By James Chen15 December 20241 min read
Why HMO Yields Are Outpacing Single-Lets in 2024

Our latest market analysis reveals that HMOs continue to deliver 3-4% higher yields than traditional single-let properties across major UK cities.

The UK property market continues to evolve, and smart investors are paying attention to one clear trend: HMO yields are significantly outperforming single-let returns.

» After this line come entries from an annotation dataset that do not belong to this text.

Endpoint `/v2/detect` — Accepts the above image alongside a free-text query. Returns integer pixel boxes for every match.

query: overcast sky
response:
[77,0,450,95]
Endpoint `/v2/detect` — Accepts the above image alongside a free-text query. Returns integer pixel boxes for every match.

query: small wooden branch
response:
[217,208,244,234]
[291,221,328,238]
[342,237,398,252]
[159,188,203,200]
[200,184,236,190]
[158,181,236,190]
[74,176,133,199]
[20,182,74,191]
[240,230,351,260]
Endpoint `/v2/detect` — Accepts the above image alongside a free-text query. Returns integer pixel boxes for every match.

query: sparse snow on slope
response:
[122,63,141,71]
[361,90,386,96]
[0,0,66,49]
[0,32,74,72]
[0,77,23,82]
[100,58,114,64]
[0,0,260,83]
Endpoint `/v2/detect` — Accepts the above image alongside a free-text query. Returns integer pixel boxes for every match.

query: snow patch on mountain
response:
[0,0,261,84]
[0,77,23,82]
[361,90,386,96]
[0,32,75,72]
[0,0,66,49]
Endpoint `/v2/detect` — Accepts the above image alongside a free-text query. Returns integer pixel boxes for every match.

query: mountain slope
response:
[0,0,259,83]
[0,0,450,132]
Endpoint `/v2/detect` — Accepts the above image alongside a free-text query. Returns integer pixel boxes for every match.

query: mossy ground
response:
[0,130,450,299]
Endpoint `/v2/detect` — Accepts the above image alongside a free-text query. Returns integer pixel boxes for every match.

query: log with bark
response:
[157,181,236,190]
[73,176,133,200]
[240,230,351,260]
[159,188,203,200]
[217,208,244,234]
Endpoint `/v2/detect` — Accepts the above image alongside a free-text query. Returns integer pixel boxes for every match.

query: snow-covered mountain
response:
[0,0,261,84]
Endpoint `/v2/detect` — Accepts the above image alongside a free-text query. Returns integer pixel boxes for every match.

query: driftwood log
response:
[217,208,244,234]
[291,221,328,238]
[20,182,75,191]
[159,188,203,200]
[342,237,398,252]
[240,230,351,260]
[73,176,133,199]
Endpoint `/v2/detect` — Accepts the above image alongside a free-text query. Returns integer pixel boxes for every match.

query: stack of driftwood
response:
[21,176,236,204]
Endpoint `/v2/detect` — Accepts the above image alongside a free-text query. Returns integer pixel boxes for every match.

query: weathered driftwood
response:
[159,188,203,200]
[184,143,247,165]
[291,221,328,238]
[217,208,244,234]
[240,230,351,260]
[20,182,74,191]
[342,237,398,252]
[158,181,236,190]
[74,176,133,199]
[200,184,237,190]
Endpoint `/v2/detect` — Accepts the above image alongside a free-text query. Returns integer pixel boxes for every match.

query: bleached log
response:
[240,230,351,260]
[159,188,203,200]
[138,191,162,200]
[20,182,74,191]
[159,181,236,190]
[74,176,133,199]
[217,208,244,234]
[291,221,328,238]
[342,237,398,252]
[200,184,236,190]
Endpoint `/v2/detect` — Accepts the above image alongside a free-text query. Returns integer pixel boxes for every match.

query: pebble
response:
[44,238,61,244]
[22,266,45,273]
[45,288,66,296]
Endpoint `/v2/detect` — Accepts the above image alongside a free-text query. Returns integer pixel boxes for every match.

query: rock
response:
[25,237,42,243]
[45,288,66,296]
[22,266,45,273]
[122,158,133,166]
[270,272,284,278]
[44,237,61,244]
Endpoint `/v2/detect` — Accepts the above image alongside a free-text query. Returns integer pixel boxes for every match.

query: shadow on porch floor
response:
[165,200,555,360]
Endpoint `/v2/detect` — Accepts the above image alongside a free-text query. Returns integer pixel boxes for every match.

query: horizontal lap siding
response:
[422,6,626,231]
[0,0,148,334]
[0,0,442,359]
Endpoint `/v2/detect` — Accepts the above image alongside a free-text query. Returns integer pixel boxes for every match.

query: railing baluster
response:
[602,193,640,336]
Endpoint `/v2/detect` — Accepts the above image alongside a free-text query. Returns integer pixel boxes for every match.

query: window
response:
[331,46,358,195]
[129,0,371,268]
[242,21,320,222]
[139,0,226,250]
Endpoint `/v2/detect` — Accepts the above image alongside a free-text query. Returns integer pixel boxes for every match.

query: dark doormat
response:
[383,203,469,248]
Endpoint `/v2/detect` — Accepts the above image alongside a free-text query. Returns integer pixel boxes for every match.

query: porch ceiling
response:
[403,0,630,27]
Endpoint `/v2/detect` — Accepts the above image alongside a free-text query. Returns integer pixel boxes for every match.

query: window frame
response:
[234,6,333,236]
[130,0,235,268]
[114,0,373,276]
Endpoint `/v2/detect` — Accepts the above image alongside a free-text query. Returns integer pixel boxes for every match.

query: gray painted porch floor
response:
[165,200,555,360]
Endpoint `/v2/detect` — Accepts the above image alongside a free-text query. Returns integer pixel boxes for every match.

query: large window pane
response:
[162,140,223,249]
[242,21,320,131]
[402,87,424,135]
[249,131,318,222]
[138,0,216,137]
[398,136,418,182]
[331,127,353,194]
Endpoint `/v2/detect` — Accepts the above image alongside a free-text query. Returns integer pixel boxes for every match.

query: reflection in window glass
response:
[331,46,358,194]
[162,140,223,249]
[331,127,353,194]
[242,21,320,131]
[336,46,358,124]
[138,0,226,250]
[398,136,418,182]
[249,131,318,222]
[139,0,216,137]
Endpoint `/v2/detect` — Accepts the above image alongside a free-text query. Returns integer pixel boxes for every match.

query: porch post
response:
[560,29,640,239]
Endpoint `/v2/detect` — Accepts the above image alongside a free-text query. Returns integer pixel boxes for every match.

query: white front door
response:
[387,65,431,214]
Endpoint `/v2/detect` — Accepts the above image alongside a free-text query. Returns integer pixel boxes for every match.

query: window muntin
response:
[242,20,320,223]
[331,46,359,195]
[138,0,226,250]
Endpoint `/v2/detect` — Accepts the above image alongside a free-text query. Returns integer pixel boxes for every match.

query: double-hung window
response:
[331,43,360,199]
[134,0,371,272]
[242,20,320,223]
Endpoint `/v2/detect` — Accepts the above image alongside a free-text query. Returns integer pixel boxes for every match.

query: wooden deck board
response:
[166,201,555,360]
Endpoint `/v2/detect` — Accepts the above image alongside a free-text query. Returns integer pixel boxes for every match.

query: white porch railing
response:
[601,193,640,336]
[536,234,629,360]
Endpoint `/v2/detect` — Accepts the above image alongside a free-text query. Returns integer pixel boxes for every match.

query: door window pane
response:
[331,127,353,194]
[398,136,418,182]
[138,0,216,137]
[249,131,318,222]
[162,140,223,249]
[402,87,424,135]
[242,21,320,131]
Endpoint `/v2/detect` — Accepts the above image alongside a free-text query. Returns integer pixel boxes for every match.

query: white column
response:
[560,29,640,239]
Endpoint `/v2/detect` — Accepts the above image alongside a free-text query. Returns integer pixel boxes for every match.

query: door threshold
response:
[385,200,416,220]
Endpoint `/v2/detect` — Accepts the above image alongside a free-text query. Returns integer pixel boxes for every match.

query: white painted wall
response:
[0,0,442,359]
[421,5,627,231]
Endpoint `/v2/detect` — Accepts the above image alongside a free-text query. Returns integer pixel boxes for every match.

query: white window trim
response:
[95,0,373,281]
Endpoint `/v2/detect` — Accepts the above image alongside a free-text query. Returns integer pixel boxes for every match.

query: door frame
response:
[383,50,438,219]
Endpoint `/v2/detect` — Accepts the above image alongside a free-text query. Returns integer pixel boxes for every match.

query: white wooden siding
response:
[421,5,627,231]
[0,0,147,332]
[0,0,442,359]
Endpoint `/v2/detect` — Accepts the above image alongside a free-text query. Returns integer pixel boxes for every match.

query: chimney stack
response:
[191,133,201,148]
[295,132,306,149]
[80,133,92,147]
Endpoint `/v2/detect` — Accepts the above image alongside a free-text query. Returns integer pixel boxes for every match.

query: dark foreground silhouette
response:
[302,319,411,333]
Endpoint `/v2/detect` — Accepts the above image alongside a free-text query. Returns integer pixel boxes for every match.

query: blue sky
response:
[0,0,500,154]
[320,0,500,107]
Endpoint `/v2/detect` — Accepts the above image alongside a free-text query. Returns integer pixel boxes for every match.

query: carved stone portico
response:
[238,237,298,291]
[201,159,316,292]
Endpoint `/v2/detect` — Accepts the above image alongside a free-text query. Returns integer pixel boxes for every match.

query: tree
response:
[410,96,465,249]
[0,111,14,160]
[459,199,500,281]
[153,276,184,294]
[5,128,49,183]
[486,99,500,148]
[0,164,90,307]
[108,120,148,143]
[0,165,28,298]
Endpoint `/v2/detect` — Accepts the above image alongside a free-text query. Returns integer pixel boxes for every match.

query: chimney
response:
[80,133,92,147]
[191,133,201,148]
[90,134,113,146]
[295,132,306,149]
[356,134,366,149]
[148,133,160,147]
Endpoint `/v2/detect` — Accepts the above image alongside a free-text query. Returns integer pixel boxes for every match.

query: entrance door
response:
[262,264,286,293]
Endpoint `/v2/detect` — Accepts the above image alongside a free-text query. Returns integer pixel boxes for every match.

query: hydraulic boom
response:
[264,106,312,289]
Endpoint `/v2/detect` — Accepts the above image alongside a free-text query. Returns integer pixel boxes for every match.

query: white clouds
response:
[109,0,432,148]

Our analysis of over 2,000 properties across 15 UK cities shows that well-managed HMOs are delivering gross yields of 8-12%, compared to 4-6% for equivalent single-let properties in the same areas.

Key Findings

  • Manchester leads the yield tables with average HMO yields of 11.2%
  • Birmingham follows closely at 10.8%, driven by strong professional demand
  • Sheffield offers the best value entry point, with yields of 9.5% on sub-£500k properties

Why the Premium?

The yield premium exists because HMOs generate income from multiple tenants within a single property. While management complexity is higher, the diversification of income streams actually reduces overall risk — a single void in a 6-bed HMO only reduces income by 17%, versus 100% in a single-let.

Considerations

HMO investment requires careful attention to licensing, fire safety, and management standards. Working with an experienced management partner is essential to navigate these requirements while maximising returns.